Their mission will fly more than 6,000 miles beyond the moon, deeper into space than any human has gone before. The crew will also be the first to launch on top of NASA’s powerful SLS rocket, they will spend ten days in space.

“I am excited we are doing this,” Mission Specialist Christina Hammock Koch said. “I am excited this is going to put us back on the moon in a sustainable way.”

This crew will not land on the moon, but they will be busy throughout the mission. They will conduct tests on the spacecraft to push it to its limits with a crew onboard.

Their mission is to learn the crew module in and out, to teach the crews of later missions the best procedures.

The Orion spacecraft

“I think the biggest thing for our crew is setting the stage for our colleagues for Artemis three and four, doing everything we can to make sure the Orion spacecraft is ready for humans and ready to go complete the following missions,” Commander Reid Wiseman said.

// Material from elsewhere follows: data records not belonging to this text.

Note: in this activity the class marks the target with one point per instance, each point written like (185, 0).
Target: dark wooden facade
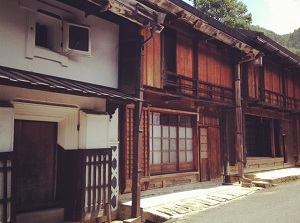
(184, 75)
(271, 110)
(189, 73)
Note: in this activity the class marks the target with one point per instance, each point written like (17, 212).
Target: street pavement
(167, 205)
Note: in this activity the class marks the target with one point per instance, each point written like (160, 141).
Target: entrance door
(35, 148)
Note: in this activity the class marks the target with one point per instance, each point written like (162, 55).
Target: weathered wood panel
(6, 212)
(214, 152)
(127, 161)
(184, 53)
(215, 66)
(273, 77)
(290, 85)
(297, 87)
(253, 80)
(152, 60)
(288, 140)
(204, 155)
(35, 148)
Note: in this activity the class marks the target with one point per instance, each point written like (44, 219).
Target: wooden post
(239, 121)
(137, 132)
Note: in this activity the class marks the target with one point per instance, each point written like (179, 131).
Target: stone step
(53, 215)
(260, 183)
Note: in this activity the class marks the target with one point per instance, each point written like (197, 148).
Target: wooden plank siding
(210, 147)
(215, 67)
(185, 61)
(127, 152)
(6, 160)
(253, 80)
(152, 60)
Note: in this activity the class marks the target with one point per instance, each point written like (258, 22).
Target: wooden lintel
(171, 98)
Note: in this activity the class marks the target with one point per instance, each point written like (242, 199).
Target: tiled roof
(31, 80)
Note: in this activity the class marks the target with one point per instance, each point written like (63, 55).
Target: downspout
(138, 130)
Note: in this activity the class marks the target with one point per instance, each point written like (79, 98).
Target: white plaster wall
(101, 68)
(6, 129)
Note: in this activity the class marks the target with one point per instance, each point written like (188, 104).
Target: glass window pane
(203, 139)
(181, 132)
(203, 147)
(190, 156)
(173, 145)
(189, 144)
(182, 156)
(166, 157)
(203, 131)
(156, 118)
(156, 131)
(173, 133)
(156, 144)
(173, 157)
(165, 144)
(165, 131)
(189, 132)
(157, 158)
(150, 144)
(182, 144)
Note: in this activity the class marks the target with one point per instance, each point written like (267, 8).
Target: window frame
(179, 165)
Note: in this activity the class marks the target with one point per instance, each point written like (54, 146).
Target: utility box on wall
(93, 130)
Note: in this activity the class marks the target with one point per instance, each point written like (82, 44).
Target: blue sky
(280, 16)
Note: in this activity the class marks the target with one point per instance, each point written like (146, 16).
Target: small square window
(41, 35)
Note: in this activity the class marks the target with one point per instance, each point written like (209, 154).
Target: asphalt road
(280, 204)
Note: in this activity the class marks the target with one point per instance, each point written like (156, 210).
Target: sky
(280, 16)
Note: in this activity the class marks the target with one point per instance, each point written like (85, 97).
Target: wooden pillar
(239, 121)
(137, 132)
(273, 152)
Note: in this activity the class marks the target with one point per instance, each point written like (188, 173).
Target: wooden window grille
(171, 143)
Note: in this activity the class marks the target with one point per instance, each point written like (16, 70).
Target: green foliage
(232, 13)
(290, 41)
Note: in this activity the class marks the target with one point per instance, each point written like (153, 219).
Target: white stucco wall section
(94, 131)
(101, 68)
(6, 129)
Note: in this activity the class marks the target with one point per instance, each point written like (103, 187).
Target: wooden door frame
(55, 175)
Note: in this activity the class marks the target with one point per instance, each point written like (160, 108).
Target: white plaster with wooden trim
(94, 130)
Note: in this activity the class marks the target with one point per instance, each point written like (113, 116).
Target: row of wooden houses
(99, 98)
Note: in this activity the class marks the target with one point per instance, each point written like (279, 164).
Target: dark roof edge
(211, 21)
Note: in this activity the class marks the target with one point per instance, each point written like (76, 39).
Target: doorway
(35, 173)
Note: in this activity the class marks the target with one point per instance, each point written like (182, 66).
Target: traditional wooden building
(59, 125)
(270, 93)
(218, 102)
(188, 86)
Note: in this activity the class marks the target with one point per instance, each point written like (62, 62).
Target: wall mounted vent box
(76, 39)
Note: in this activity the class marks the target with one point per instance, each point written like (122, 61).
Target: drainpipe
(239, 122)
(138, 129)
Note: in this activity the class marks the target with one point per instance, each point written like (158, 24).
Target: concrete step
(53, 215)
(263, 184)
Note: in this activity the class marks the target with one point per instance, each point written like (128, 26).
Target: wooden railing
(280, 100)
(97, 186)
(191, 87)
(5, 191)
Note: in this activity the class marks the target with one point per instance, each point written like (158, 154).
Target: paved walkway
(167, 204)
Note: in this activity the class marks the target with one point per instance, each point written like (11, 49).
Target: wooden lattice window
(128, 146)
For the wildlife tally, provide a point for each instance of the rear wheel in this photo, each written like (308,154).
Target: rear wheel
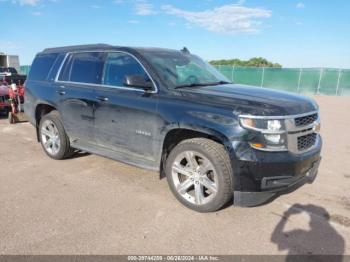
(199,174)
(53,137)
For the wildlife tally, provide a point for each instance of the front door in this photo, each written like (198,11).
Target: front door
(75,91)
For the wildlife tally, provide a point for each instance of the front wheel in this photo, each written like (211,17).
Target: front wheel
(53,137)
(199,174)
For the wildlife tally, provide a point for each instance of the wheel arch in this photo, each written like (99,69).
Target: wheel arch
(40,110)
(174,136)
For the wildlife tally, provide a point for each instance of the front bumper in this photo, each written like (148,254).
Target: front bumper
(260,177)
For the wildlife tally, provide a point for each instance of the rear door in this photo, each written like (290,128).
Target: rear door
(126,118)
(79,75)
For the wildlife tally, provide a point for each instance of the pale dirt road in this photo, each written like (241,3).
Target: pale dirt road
(92,205)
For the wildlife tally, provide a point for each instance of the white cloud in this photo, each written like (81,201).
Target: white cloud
(144,8)
(300,5)
(26,2)
(95,6)
(118,2)
(7,46)
(229,19)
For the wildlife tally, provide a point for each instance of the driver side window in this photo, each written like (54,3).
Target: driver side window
(118,66)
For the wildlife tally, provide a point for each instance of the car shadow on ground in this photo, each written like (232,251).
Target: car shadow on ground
(321,238)
(79,154)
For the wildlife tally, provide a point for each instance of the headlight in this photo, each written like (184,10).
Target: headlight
(273,126)
(271,133)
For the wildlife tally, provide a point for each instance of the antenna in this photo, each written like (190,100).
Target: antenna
(185,50)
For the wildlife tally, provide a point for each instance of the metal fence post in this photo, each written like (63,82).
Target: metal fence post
(299,81)
(319,82)
(338,82)
(262,77)
(233,69)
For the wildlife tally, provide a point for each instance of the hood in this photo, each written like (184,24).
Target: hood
(251,100)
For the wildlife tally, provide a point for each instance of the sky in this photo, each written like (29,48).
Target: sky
(294,33)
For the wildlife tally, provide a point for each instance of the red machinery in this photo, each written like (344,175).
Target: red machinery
(16,95)
(5,105)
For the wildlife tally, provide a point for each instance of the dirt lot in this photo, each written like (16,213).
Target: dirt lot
(92,205)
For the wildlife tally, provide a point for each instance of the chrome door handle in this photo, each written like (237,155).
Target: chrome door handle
(102,98)
(61,92)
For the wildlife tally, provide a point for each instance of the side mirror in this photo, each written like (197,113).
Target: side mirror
(138,81)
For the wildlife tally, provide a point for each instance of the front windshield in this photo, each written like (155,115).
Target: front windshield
(182,69)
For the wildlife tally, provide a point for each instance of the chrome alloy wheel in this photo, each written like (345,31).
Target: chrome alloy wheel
(194,177)
(50,137)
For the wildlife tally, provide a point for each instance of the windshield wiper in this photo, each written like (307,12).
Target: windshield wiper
(203,84)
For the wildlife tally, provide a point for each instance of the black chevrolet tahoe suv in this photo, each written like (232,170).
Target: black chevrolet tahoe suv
(170,111)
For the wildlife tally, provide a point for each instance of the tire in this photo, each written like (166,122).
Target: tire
(204,183)
(53,137)
(11,118)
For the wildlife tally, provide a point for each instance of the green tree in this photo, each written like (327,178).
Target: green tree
(253,62)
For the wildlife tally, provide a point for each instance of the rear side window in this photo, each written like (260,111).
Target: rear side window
(83,68)
(41,67)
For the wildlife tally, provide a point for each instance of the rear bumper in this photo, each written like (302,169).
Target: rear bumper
(260,177)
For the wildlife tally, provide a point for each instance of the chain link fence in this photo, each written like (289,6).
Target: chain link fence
(324,81)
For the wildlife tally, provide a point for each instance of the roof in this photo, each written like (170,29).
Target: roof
(101,47)
(76,48)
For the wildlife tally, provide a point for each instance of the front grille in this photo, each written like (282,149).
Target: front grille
(307,141)
(306,120)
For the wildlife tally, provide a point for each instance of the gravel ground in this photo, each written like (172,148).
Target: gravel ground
(93,205)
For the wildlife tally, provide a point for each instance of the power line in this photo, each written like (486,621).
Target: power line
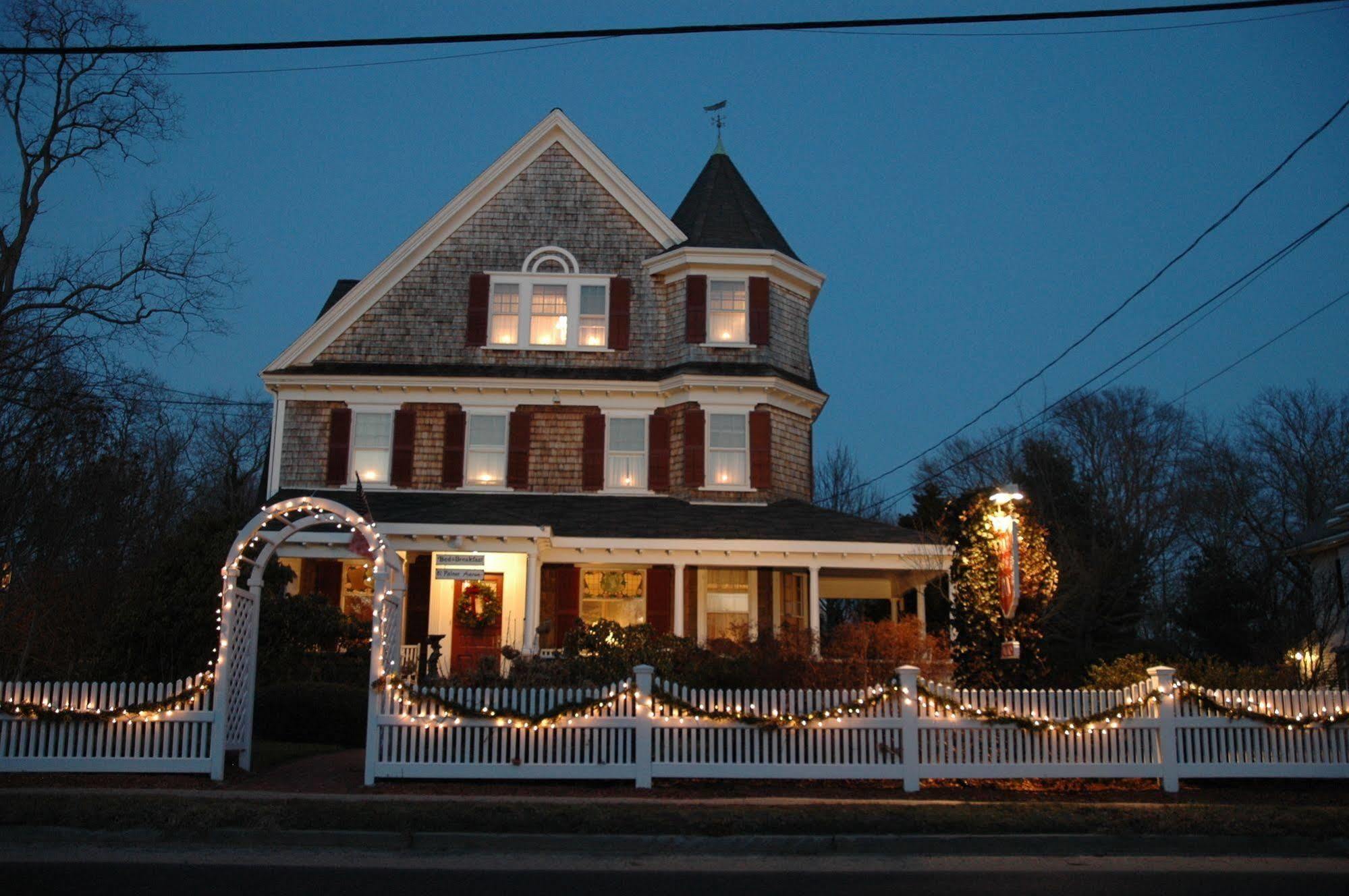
(877,34)
(667,30)
(1261,347)
(379,63)
(1024,427)
(1111,315)
(1061,34)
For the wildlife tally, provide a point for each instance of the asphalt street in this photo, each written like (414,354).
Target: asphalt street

The crew is beyond excited to go, but also know this mission is not without risk.

“I worry for the sake of my kids, for my family and for the sake of the program,” Wiseman said. “Anything could go wrong, but I know that these teams have developed this spaceship with layers of redundancy.”

The Artemis II mission is currently scheduled to launch in November of 2024. If all goes well, it will pave the way for the next historic missions – Artemis III and Artemis IV – which will put humans back on the moon.